In order to translate "ne pas être en reste", you may also consider the option "do not fall of the mark" (though it may be a bit too informal to fit your context...).


esteban


----------



## Icetrance

Hello,

How do you translate this into English?

_J'ai besoin de sensualité, de sentiments, de fantasmes, de découverte... Le psychologique occupe une place importante même si le corps n'est pas en reste._

Does it mean "même si les besoins du corps sont répondus"?

Even if the the body's needs are met?

I'd appreciate any feedback.


----------



## cropje_jnr

Even if the body is no different / even if the same goes for the body / even if that's also true of the body.


----------



## pointvirgule

To simplify:_
The psychological aspect is important, though the body is too.
_


----------



## AtomicWombat

Hi there,

I am struggling with the translation of the phrase "ne pas être en reste". The context is an article about organic farming and the differences in regulations between organic farmers and larger, more industrial methods of farming. I apologise for the length of this excerpt but it is very difficult to give the context without it!

"Et pourtant, les constraintes pour obtenir un label (le Label rouge, par exemple) sont bien moins fortes et n'offrent que de vagues garanties d'authenticité par rapport au sceau AB qui, lui, fait l'objet d'une certification rigoureuse: chaque agriculteur est contrôlé au moins une fois par an, et les industriels *ne sont pas en reste*. Ils doivent declarer les jours où ils produisent bio et fait l'objet de visites inopinées".
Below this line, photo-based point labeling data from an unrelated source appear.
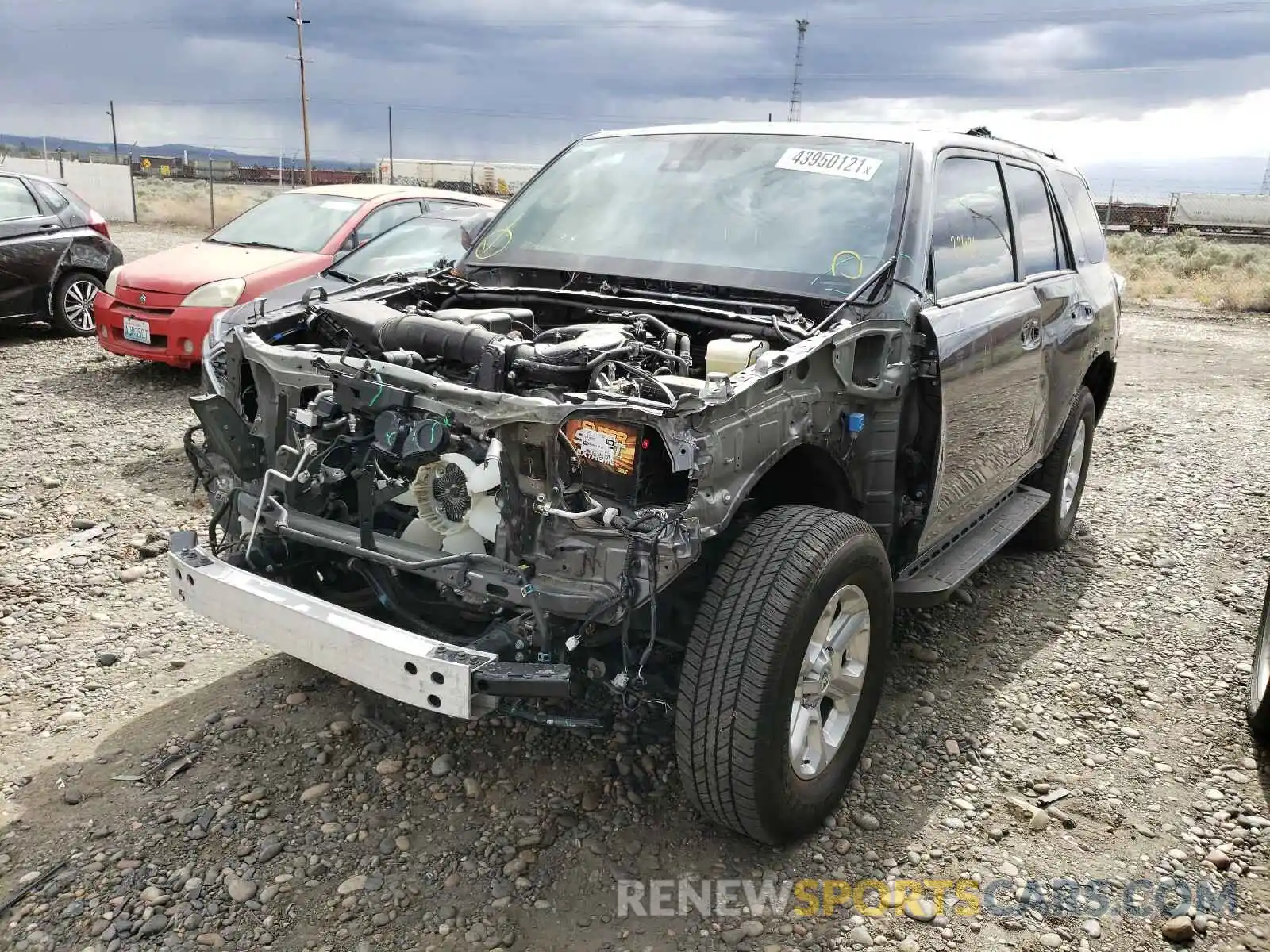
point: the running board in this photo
(933, 578)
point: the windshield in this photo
(298, 221)
(772, 213)
(418, 244)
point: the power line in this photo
(304, 97)
(797, 92)
(1115, 10)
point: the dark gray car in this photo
(696, 412)
(55, 253)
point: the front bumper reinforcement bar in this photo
(393, 662)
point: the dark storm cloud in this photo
(527, 76)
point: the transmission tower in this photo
(797, 92)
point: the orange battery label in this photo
(609, 446)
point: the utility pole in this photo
(304, 98)
(797, 92)
(114, 136)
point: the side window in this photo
(972, 248)
(52, 197)
(384, 219)
(16, 201)
(1034, 219)
(1086, 216)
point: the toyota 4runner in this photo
(695, 413)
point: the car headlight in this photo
(217, 294)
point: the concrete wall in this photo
(108, 188)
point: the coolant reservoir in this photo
(733, 355)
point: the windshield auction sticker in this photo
(846, 167)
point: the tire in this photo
(745, 657)
(1051, 528)
(1259, 679)
(73, 294)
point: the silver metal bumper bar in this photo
(389, 660)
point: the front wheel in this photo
(73, 304)
(784, 670)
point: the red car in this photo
(159, 308)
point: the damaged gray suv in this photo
(694, 414)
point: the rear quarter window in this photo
(54, 198)
(1086, 228)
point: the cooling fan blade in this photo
(455, 498)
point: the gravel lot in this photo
(317, 816)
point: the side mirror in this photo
(475, 226)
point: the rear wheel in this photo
(1062, 475)
(784, 672)
(73, 304)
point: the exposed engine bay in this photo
(518, 479)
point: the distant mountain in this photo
(1155, 182)
(167, 149)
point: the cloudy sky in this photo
(1149, 84)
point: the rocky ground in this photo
(1071, 716)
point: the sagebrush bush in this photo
(1214, 273)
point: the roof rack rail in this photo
(986, 133)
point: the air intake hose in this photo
(383, 329)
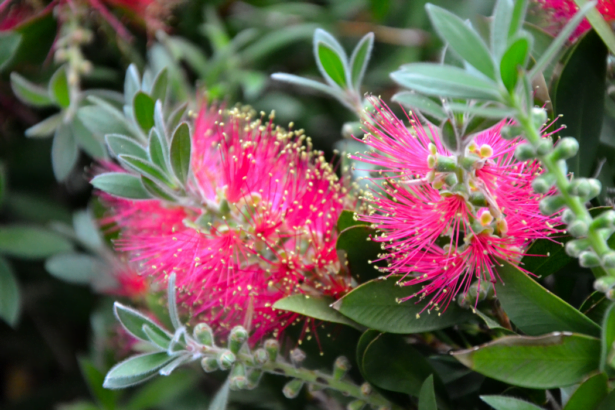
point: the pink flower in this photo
(445, 225)
(259, 226)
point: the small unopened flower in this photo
(446, 219)
(258, 224)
I am confused at the mention of both "chaque agriculteur" and "les industriels" - do they both refer to the organic farmers? Any help would be appreciated.

Thanks!


----------



## Itisi

It means that the industrial farmers don't get away more lightly than the organic farmers in terms of inspections.


----------



## wildan1

In this context, perhaps _...and industrial producers don't have an easier time of it._


----------



## wendyredredrobin

Re Esteban's contribution, it should be "do not fall short of the mark"


----------